How GPT-5 helped immunologist Derya Unutmaz solve a 3-year-old mystery
GPT-5 Pro helped solve a 3-year-old immunology mystery, offering insights into T cell behavior. The breakthrough could support cancer and autoimmune research.
A Three-Year Wall, Demolished in Days
The news that GPT-5 Pro helped immunologist Derya Unutmaz resolve a puzzle that had stymied his lab for three years is more than a feel-good story about AI in science. It is a concrete, high-signal data point about the shifting boundary between human expertise and machine reasoning. Unutmaz, a researcher at The Jackson Laboratory, used the model to analyze complex T cell behavior—specifically, why certain immune cells fail to respond effectively in chronic infections and cancer. The breakthrough, which could accelerate research into autoimmune diseases and immunotherapy, was not a matter of brute-force data processing. It was a matter of inference.
What Actually Happened
Unutmaz’s lab had been wrestling with a specific immunological mystery: the role of a particular signaling pathway in T cell exhaustion. Traditional bioinformatics tools and standard machine learning models had failed to connect the dots. GPT-5 Pro, however, was able to synthesize disparate findings from the literature, integrate the lab’s own experimental data, and propose a mechanistic hypothesis that the researchers had not considered. The model did not just retrieve information—it reasoned across domains, linking molecular biology, immunology, and clinical observations into a coherent framework. Unutmaz reportedly validated the hypothesis experimentally within days.
Why This Matters Beyond the Lab
This is not a case of AI generating a plausible-sounding but untestable guess. This is a case of AI producing a falsifiable, experimentally validated insight that a domain expert—with years of training—had missed. For the AI industry, this signals a maturation point: large language models are no longer just tools for summarization or code generation. They are becoming genuine partners in scientific discovery, capable of bridging the gap between what is known and what is knowable.
The implications for cancer and autoimmune research are obvious. T cell behavior is central to both fields, and any acceleration in understanding T cell exhaustion could directly impact the design of CAR-T therapies, checkpoint inhibitors, and vaccines. But the broader lesson is about the nature of expertise. Unutmaz did not need to become a prompt engineer. He needed to ask the right question and trust the model’s reasoning enough to test it.
Implications for AI Practitioners
For those building or deploying AI systems, this case offers three actionable insights:
- Reasoning over retrieval is the new frontier. GPT-5 Pro succeeded not because it had access to more data, but because it could reason across data. Practitioners should prioritize models with strong chain-of-thought and multi-step inference capabilities over those with larger context windows alone.
- Domain experts remain essential—but their role is shifting. The model did not replace Unutmaz; it augmented him. The value of the expert now lies in framing the problem, validating the output, and designing experiments. AI practitioners should build workflows that assume human-in-the-loop validation, not human-out-of-the-loop automation.

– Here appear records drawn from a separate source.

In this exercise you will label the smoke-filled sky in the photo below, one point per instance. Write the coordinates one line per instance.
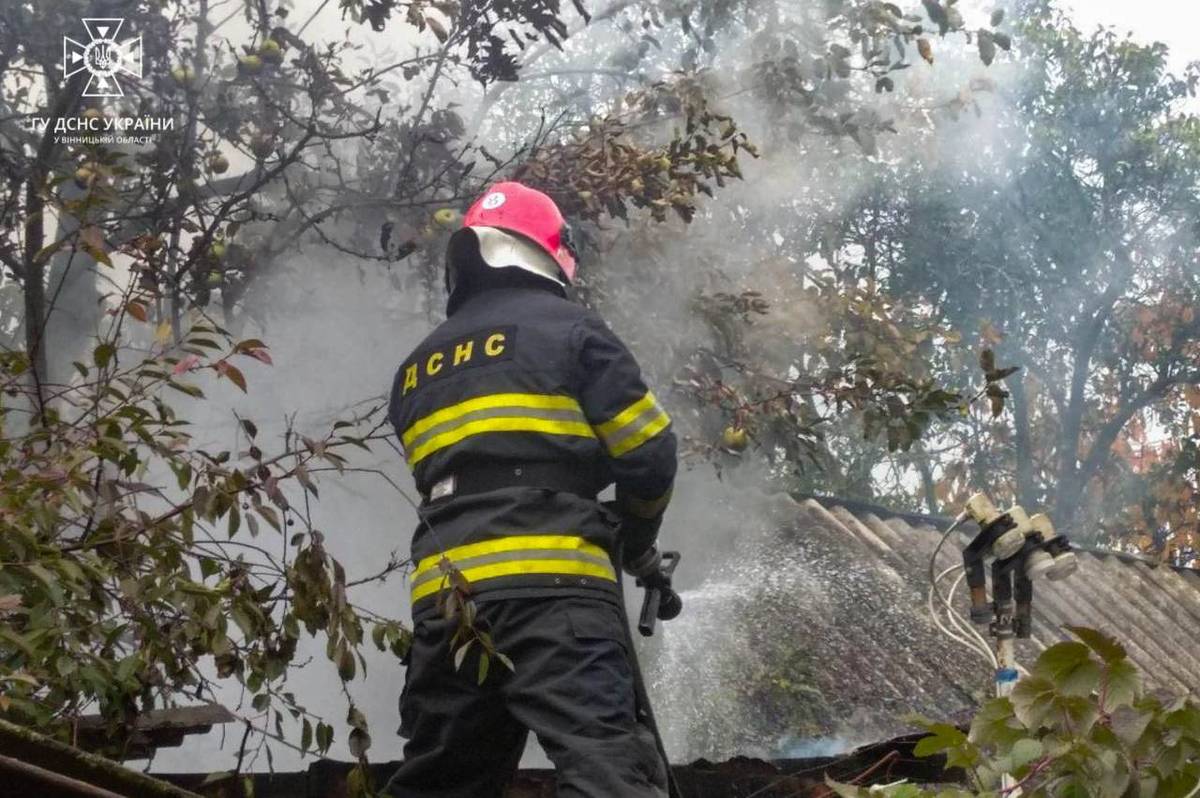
(1170, 22)
(366, 515)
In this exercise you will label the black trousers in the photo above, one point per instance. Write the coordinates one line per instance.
(573, 685)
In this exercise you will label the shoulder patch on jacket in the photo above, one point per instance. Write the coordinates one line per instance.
(479, 348)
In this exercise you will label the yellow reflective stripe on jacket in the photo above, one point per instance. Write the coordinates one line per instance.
(547, 413)
(514, 556)
(633, 426)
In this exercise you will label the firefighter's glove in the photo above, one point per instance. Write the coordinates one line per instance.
(647, 565)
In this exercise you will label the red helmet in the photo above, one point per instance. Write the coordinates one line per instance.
(531, 215)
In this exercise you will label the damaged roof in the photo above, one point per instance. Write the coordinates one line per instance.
(909, 666)
(814, 635)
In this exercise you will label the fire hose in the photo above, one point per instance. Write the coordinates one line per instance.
(660, 603)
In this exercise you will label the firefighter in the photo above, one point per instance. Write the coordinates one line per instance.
(514, 414)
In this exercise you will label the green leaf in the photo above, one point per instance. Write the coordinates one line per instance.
(346, 665)
(324, 737)
(996, 725)
(461, 654)
(1032, 700)
(305, 736)
(942, 737)
(1024, 751)
(1122, 685)
(1105, 647)
(1071, 667)
(102, 355)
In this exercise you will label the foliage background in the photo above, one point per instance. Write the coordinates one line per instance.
(889, 226)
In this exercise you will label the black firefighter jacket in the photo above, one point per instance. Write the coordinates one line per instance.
(521, 379)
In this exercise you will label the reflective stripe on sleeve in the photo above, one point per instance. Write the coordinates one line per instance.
(633, 426)
(546, 413)
(514, 556)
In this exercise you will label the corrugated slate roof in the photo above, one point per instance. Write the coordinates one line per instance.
(1153, 610)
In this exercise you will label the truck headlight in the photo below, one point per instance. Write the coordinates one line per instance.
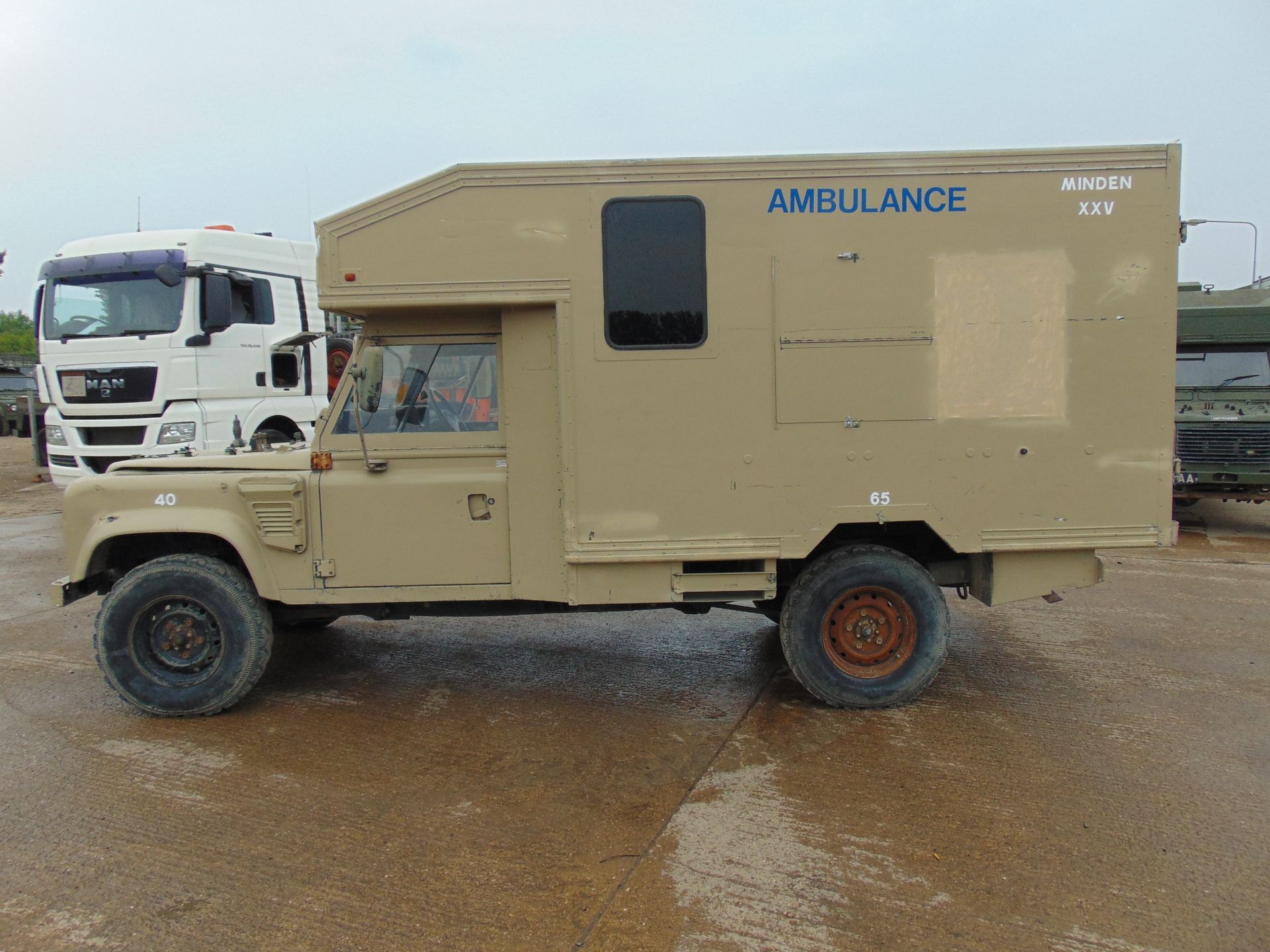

- Scientific validation is the ultimate benchmark. Synthetic benchmarks like MMLU or GPQA are useful, but they are proxies. Real-world scientific breakthroughs—validated by experiment—are the gold standard. Practitioners should track cases like this as leading indicators of model capability.
Key Takeaways
- GPT-5 Pro solved a three-year-old immunology mystery by reasoning across domains, not just retrieving information.
- The breakthrough was experimentally validated, marking a shift from AI as a text generator to AI as a scientific collaborator.
- For AI practitioners, the focus should move from data scale to reasoning depth, and from automation to expert-guided augmentation.
- Real-world scientific validation is the most credible measure of model capability—outperforming any synthetic benchmark.